A Historical Closing
Picture of Salih Altınışık
Salih Altınışık
Ekonomist • ATDF Başkanı • TULİP Forum Sözcüsü

History rarely forgives complacency. The international order that emerged after the great catastrophes of the twentieth century was not a historical accident. It was the result of painful lessons learned through destruction, war and the collapse of civilizations that believed themselves to be permanent. Yet every international order eventually confronts the same temptation: the belief that power can replace justice without consequences. Time and again, history has proven this assumption wrong. Empires built solely on dominance have vanished. Systems that claimed moral authority while practicing selective justice eventually lost the trust that sustained them. When legitimacy disappears, even the strongest structures begin to fracture. The twenty-first century now stands at precisely such a moment.

Humanity possesses unprecedented technological capability, economic interconnectedness and global communication. Yet it also faces deepening geopolitical rivalries, institutional fatigue and a growing erosion of trust in the rules that govern international life. The world must now decide whether the coming decades will be remembered as the era in which global order fragmented into competing spheres of power or as the moment when nations rediscovered the wisdom that stability requires more than strength.

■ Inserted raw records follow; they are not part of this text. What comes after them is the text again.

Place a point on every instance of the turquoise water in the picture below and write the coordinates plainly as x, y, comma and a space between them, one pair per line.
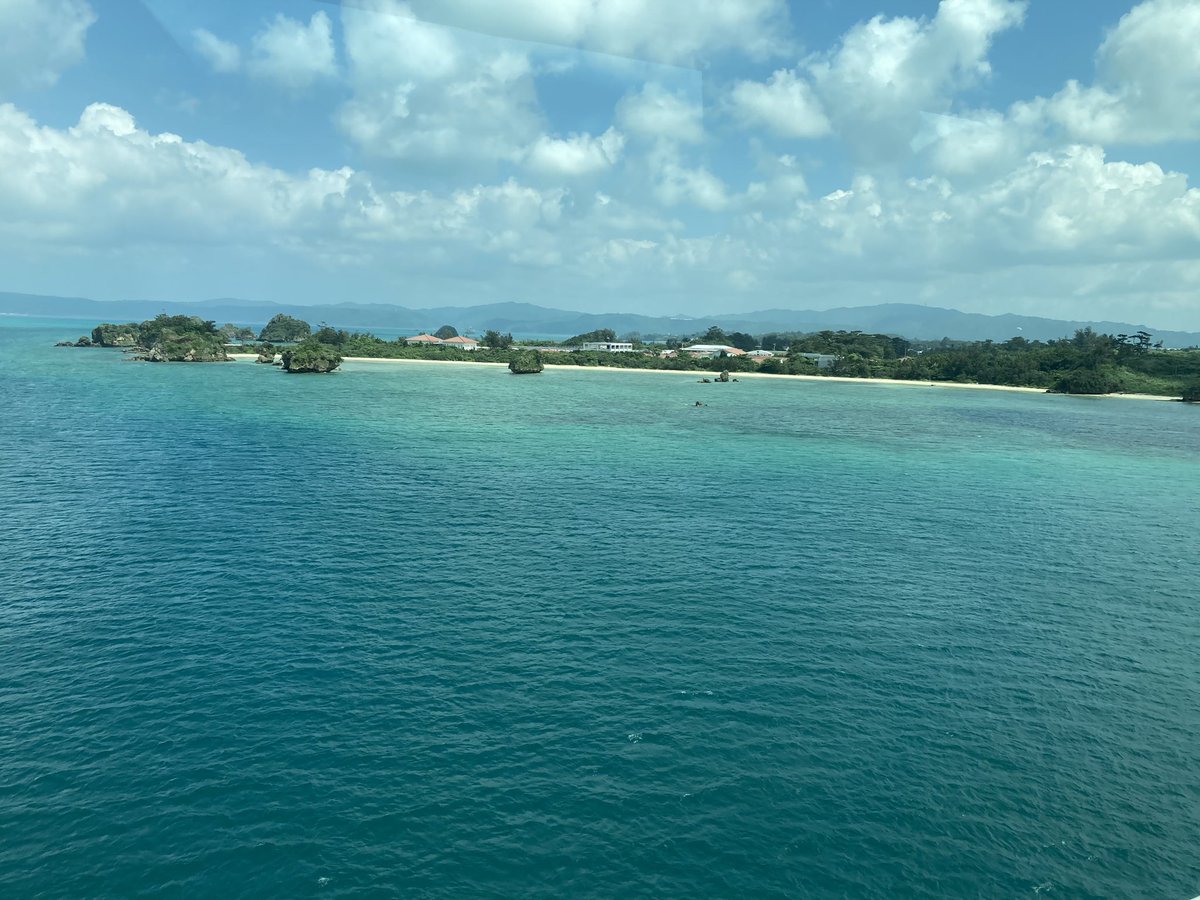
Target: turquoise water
429, 630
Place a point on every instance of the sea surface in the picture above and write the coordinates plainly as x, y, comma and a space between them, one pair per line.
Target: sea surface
438, 631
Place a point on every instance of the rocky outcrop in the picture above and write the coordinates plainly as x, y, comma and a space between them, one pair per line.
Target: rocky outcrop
311, 358
187, 348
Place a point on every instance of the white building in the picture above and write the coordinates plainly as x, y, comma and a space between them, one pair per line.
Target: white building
713, 349
823, 360
609, 346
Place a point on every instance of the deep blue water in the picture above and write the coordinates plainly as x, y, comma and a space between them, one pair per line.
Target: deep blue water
429, 630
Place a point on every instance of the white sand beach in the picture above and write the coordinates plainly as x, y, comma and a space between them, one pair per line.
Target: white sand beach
699, 373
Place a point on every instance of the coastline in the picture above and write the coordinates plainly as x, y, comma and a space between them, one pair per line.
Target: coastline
705, 373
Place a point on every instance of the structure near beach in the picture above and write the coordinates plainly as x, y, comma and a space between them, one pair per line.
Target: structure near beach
607, 346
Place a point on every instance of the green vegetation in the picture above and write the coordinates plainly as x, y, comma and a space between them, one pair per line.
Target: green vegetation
311, 355
108, 335
526, 363
237, 333
497, 341
600, 334
1087, 363
1087, 381
285, 329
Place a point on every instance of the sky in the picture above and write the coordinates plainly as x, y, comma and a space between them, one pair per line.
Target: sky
658, 156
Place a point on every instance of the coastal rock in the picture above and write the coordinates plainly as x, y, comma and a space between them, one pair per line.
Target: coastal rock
311, 357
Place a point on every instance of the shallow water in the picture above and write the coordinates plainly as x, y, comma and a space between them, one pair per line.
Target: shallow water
441, 631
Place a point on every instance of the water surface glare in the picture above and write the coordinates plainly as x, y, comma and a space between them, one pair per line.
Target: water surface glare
438, 631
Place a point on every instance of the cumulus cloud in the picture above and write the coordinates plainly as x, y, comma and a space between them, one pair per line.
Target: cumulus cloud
874, 87
660, 114
673, 31
577, 155
424, 91
223, 57
786, 105
286, 52
40, 40
1147, 88
293, 54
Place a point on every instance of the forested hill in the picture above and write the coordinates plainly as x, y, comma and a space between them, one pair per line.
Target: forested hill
904, 319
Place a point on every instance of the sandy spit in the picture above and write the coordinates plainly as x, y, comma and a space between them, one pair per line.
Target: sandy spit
697, 375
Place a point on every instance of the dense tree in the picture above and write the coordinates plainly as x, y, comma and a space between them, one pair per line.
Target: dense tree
600, 334
331, 336
109, 335
237, 333
1087, 381
742, 341
526, 363
285, 329
311, 357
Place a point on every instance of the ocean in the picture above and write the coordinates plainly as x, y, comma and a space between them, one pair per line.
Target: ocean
438, 631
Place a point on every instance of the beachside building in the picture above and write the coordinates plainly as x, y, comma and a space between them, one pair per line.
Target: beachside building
609, 346
823, 360
713, 349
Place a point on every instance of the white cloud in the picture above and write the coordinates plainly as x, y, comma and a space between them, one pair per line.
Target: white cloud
785, 105
429, 93
577, 155
661, 114
293, 54
874, 87
40, 40
673, 31
223, 55
1147, 85
696, 186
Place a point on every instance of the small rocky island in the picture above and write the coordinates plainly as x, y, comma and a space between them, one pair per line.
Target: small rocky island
311, 357
190, 339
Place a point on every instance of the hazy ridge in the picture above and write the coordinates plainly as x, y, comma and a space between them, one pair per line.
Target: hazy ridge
905, 319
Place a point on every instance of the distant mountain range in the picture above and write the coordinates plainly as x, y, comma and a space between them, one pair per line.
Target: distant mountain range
904, 319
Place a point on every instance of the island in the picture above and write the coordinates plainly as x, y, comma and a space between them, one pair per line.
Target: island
311, 357
526, 363
1087, 363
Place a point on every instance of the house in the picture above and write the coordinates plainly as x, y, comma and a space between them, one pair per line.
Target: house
609, 346
713, 349
823, 360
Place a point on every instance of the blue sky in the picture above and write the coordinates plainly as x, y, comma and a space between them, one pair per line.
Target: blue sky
665, 156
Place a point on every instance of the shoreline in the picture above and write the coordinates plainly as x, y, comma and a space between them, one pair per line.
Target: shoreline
705, 373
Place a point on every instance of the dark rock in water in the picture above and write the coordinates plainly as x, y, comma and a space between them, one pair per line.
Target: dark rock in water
526, 363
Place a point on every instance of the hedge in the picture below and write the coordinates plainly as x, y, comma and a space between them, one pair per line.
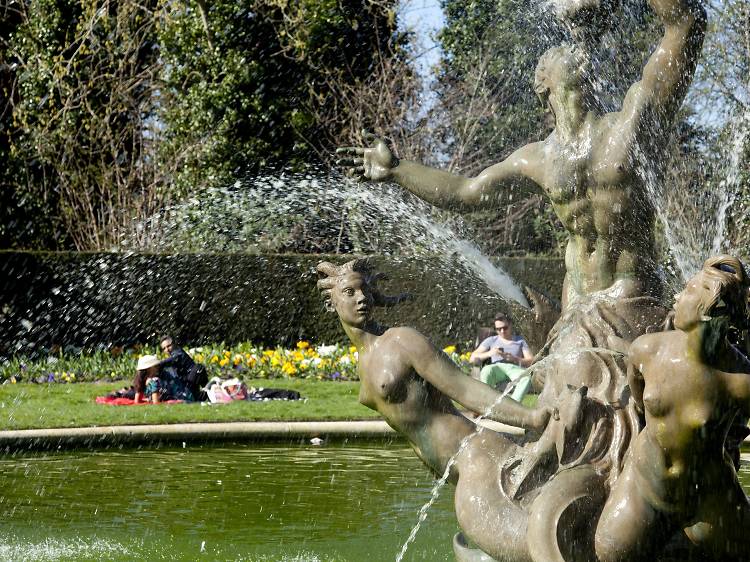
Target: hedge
104, 299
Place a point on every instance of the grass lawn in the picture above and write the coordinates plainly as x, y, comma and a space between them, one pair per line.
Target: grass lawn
32, 406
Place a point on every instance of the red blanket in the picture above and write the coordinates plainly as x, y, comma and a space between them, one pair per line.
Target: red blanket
128, 402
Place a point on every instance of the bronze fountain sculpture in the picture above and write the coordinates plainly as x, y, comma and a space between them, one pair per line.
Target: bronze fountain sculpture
536, 499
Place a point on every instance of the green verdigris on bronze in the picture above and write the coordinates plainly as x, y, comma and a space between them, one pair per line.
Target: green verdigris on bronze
692, 385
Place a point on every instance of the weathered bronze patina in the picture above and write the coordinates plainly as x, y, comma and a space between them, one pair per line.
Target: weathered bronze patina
692, 386
649, 489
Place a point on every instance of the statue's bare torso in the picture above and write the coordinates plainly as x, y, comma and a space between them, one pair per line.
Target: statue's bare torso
600, 199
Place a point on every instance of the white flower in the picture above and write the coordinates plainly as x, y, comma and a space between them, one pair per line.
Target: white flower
326, 350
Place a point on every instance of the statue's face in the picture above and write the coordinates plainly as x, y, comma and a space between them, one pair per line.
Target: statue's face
558, 73
352, 298
690, 303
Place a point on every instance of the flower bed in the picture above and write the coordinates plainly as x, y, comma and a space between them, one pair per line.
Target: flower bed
324, 362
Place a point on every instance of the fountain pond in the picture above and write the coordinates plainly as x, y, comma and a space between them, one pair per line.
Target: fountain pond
226, 502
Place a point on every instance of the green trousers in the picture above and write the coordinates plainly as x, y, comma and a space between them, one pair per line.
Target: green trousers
500, 372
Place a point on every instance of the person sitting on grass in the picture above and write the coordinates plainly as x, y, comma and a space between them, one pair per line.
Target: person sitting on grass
411, 383
509, 355
154, 384
181, 365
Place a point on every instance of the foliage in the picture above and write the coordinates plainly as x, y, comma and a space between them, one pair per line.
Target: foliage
245, 360
721, 95
112, 109
83, 101
242, 81
487, 108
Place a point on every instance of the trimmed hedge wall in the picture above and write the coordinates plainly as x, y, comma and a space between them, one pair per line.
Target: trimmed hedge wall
89, 299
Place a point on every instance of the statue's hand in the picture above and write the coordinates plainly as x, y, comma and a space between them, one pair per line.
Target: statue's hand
374, 163
540, 417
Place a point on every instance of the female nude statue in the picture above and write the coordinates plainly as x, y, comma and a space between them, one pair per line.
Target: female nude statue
411, 383
691, 383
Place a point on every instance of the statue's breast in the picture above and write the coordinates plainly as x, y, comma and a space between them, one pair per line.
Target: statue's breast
384, 377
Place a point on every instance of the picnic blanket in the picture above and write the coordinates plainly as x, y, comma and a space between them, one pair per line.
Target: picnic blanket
120, 401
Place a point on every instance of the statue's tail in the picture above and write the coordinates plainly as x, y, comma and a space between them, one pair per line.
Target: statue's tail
464, 553
563, 517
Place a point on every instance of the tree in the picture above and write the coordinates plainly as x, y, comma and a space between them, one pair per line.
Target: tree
245, 83
83, 100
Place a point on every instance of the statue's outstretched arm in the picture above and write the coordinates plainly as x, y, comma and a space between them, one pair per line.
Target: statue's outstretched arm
519, 173
738, 385
436, 368
669, 70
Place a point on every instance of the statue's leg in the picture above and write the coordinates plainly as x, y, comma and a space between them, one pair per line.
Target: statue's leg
630, 529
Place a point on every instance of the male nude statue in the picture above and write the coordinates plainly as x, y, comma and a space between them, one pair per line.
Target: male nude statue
589, 166
593, 167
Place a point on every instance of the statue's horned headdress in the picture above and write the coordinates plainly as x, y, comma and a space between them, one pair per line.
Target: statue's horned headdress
329, 273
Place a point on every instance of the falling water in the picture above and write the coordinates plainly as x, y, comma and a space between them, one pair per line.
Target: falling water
731, 182
446, 473
275, 212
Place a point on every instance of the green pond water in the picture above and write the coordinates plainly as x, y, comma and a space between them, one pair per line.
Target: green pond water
228, 502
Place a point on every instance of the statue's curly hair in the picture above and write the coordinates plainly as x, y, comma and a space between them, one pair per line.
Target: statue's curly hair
731, 298
329, 273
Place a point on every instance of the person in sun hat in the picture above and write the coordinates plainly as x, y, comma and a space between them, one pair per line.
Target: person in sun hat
156, 384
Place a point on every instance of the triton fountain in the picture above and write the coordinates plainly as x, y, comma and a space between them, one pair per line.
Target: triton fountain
595, 449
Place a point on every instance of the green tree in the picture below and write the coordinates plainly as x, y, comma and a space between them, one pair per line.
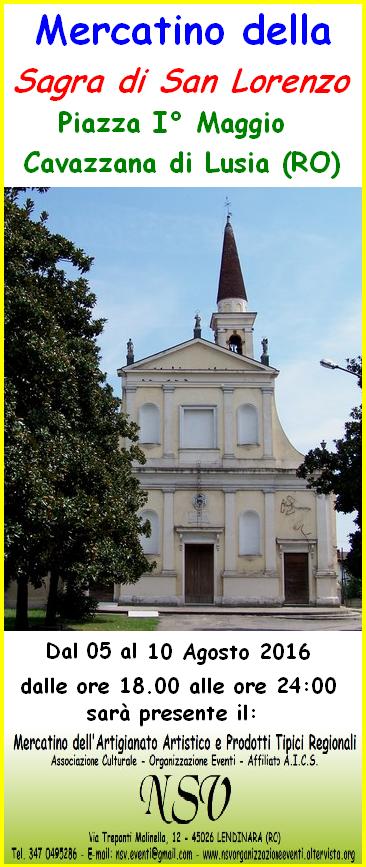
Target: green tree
339, 472
71, 495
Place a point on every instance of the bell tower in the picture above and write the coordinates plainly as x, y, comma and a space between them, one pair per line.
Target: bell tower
232, 324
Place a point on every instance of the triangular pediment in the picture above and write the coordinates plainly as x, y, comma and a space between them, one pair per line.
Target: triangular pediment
198, 354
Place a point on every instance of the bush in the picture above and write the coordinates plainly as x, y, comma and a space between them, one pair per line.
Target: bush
74, 604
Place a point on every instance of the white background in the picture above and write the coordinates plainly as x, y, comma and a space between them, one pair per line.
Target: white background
37, 715
312, 121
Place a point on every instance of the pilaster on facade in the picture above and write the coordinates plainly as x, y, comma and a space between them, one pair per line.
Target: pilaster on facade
130, 392
269, 533
230, 532
267, 397
228, 422
168, 566
168, 443
325, 551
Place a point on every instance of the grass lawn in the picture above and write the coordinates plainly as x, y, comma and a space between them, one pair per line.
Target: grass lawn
107, 622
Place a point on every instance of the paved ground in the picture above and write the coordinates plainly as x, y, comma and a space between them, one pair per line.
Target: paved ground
173, 619
250, 622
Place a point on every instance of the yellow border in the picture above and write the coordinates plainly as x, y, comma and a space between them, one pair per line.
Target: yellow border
176, 2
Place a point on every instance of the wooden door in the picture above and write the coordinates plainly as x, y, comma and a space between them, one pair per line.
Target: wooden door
296, 571
199, 573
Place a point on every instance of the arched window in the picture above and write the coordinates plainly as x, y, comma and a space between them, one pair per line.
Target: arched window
149, 423
235, 344
247, 424
249, 533
151, 544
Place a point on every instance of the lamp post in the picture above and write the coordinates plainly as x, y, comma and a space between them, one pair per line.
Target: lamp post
326, 362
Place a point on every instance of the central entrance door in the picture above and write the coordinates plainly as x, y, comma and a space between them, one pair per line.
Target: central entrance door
199, 573
296, 571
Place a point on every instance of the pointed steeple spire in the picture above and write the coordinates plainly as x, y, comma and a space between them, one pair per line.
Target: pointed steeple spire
231, 283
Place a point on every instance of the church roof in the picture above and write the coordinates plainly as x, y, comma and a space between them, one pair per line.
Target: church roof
231, 283
220, 357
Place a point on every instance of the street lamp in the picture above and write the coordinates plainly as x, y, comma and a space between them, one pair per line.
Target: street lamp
326, 362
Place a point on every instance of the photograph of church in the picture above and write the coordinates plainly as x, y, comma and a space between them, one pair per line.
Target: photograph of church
231, 524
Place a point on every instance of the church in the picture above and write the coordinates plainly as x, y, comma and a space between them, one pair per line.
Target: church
231, 524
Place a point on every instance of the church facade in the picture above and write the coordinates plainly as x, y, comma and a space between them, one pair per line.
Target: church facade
231, 524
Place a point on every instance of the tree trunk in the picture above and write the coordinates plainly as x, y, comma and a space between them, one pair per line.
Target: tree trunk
21, 617
52, 599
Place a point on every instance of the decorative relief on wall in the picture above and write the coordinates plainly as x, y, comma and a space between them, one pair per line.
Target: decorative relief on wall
199, 501
289, 506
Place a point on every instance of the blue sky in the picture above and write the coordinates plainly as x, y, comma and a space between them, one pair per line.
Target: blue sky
156, 262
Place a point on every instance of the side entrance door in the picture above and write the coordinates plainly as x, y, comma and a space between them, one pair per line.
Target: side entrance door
199, 573
296, 573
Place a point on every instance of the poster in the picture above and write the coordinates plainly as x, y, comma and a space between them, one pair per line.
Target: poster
237, 736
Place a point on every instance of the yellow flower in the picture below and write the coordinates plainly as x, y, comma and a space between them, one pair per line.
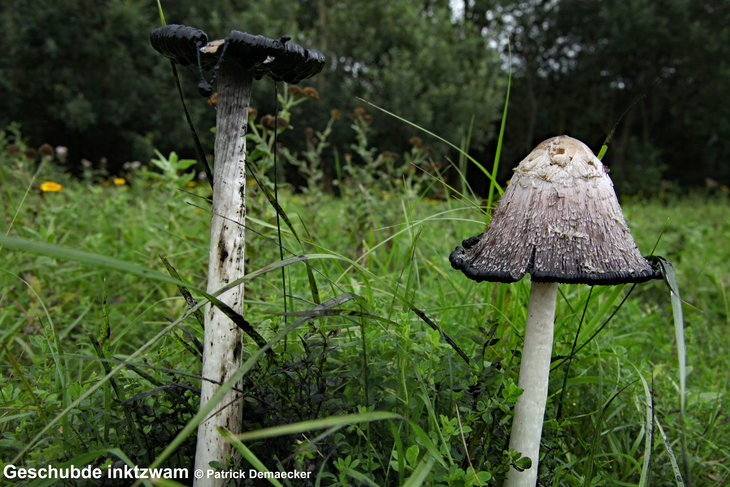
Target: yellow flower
51, 187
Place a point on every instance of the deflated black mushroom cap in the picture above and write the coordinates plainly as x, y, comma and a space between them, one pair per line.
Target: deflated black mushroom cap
278, 58
560, 221
179, 43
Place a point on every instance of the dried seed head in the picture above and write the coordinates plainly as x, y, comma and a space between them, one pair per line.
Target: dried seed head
558, 220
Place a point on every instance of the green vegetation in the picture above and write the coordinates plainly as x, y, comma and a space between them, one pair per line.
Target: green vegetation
100, 351
82, 74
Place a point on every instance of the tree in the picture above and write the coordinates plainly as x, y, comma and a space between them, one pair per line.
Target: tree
580, 65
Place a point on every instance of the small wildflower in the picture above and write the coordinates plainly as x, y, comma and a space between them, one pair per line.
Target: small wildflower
46, 150
311, 93
267, 121
13, 150
132, 165
51, 187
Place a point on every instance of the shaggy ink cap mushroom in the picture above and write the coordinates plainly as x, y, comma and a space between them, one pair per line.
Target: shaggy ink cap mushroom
560, 221
180, 43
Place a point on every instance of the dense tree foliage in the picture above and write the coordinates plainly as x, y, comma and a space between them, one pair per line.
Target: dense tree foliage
581, 65
82, 74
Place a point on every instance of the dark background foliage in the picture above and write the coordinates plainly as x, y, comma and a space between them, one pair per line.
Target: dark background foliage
81, 73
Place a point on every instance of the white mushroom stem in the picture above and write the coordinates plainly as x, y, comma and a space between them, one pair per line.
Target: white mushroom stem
223, 341
534, 376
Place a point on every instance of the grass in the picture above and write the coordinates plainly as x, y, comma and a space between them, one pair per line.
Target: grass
363, 388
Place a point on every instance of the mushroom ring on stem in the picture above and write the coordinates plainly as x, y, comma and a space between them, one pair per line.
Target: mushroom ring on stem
559, 220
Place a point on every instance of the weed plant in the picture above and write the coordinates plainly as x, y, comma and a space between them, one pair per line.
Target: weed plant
386, 367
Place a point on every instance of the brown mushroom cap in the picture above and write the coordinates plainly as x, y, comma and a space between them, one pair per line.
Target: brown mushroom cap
560, 221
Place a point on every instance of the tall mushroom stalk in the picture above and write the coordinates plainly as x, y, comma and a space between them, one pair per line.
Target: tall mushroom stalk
560, 221
236, 61
223, 339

It requires legitimacy. It requires justice. And above all, it requires the recognition that power without restraint ultimately destroys the very order it seeks to dominate. The question that will define this century is therefore neither ideological nor regional. It is civilizational. Whether humanity will continue down the path where might determines right or whether it will rediscover the principle that right must ultimately guide power. The answer will not only shape the architecture of global politics. It will determine the moral character of the twenty-first century itself.